By John Dickson
Silent Night, Holy Night
All is calm, all is bright
Round yon virgin
Mother and child
So tender and mild
Sleep in heavenly peace
Sleep in heavenly peace
According to Time Magazine, Silent Night is the most popular Christmas song ever.
In 2014, the magazine conducted a review of how many times Christmas songs have been recorded since 1978. Silent Night has twice as many copyrighted recordings (733) as the runner up, Joy to the World (391 recordings). Doubtless there have been plenty more renditions since then.
And it’s a good thing, too, because Silent Night contains very few of the popular myths about the Christmas story that so many of our other carols do.
In the first stanza, the carol brings up one of the biggest issues sceptics have with the Christmas story: the virgin birth.
The new beginning for humanity that the birth of Jesus enacts came about as a kind of ‘new creation’ out of nothing. That’s the point of the Virgin Birth.
And there’s a few things we need to say about it:
No, it’s not about avoiding sex
First, it’s got nothing to do with avoiding sex in the Jesus story, which is what you often hear.
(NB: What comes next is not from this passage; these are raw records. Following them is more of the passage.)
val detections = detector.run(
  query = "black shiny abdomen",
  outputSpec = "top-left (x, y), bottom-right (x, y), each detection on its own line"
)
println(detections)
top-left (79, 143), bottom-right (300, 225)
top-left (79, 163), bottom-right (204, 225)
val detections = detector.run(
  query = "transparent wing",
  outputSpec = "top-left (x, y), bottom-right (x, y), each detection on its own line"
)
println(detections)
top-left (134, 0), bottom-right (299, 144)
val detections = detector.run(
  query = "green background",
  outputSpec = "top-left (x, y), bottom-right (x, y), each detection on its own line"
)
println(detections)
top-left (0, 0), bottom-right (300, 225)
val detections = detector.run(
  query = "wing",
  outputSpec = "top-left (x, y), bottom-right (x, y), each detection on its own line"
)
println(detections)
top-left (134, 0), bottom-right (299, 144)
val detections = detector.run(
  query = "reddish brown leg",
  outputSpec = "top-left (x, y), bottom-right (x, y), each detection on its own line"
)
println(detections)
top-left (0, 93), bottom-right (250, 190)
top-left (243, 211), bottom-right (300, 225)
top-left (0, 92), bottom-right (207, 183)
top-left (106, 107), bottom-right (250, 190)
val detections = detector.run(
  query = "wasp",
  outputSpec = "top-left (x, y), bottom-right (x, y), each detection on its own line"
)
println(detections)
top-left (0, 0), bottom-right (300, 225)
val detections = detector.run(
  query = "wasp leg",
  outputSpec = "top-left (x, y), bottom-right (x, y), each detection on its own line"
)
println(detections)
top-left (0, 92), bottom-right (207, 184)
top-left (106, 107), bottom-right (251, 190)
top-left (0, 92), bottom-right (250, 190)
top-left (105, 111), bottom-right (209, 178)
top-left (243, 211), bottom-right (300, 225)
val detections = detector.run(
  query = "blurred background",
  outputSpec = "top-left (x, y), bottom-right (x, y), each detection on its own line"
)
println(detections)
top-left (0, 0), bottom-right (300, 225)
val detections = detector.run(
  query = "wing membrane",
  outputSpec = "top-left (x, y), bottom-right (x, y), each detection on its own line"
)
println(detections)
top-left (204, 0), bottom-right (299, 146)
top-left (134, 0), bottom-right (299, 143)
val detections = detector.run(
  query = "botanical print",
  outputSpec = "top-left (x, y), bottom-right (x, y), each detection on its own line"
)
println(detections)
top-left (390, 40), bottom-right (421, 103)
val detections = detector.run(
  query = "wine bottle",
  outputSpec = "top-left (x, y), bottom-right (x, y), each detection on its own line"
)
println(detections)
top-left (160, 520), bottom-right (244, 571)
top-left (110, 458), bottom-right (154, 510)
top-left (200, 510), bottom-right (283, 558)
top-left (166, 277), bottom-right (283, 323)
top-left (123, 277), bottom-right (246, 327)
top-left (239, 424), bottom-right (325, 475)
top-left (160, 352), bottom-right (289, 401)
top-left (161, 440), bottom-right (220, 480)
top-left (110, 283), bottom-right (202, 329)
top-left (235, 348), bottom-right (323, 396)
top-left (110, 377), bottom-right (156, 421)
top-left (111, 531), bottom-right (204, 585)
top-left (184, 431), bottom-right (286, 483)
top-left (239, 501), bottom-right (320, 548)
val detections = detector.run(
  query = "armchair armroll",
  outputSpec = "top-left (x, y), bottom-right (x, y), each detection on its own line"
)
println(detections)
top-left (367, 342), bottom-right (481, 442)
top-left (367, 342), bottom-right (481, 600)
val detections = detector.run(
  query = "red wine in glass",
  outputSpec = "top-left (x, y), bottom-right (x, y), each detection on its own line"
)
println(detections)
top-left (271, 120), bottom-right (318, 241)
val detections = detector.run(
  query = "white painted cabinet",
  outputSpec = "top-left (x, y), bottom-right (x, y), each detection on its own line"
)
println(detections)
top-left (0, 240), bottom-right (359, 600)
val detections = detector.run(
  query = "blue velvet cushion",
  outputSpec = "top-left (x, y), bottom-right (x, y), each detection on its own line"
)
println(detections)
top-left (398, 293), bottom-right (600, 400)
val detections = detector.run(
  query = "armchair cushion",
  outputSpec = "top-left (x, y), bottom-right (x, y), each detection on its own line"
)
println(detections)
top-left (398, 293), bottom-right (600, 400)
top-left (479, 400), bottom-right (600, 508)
The original culture which told this story was totally fine with sex and marriage and babies and everything. They just said – and no doubt this came directly from Mary’s own testimony – that this birth was different. The new beginning for humanity that the birth of Jesus enacts came about (says the New Testament) as a kind of ‘new creation’ out of nothing. That’s the point of the Virgin Birth – it’s got nothing to do with a low view of sex.
Is there historical evidence for the Virgin Birth? I don’t think history can prove a miracle.
Yes, it is miraculous. That’s the point.
Obviously, if someone doesn’t believe in any kind of God, and assumes the laws of nature are the only things governing the universe, that person could never accept a virgin birth. But if, like most people, you accept that there might be a Mind behind the laws of nature, then there is no theoretical impossibility in a virgin birth. I mean, anyone who vaguely believes in some vague Creator behind the laws of nature already admits (consciously or otherwise) that the Creator has been able to establish laws which allow two entire genetic histories to come together in conception to create a whole new individual life. If the Mind behind the universe can do that miracle – over deep time – why on earth couldn’t he do it again, in miniature, instantly, without those two long genetic histories?
History can only take us so far here.
Is there historical evidence for the Virgin Birth? I don’t think history can prove a miracle. All history can do is tell you what people of the past thought – how early they thought it and how widespread that thought was. So, for example, there is overwhelming evidence that people in Jesus’ day thought he was a miracle worker – even non-Christian scholars today agree Jesus did things everyone thought were healings. But we can’t say Jesus actually did healings, because that introduces philosophy and theology to history.
I believe in the virgin birth. When I say that I am talking as a Christian not just as a historian. The historical evidence for a virgin birth is limited – two sources not copied from each other (Matthew and Luke) both tell how Mary was a virgin when she conceived Jesus. All the historian can say as a historian is that within a generation of Jesus – that is, within the period when his other family members were still alive – there was a widespread conviction that Jesus’ birth was miraculous.
If we don’t believe in God, it doesn’t matter how good that evidence was, we wouldn’t believe it. If you do believe in God – even in the vaguest sense – you are free to believe it, if you think that Matthew and Luke are trustworthy reporters in this case.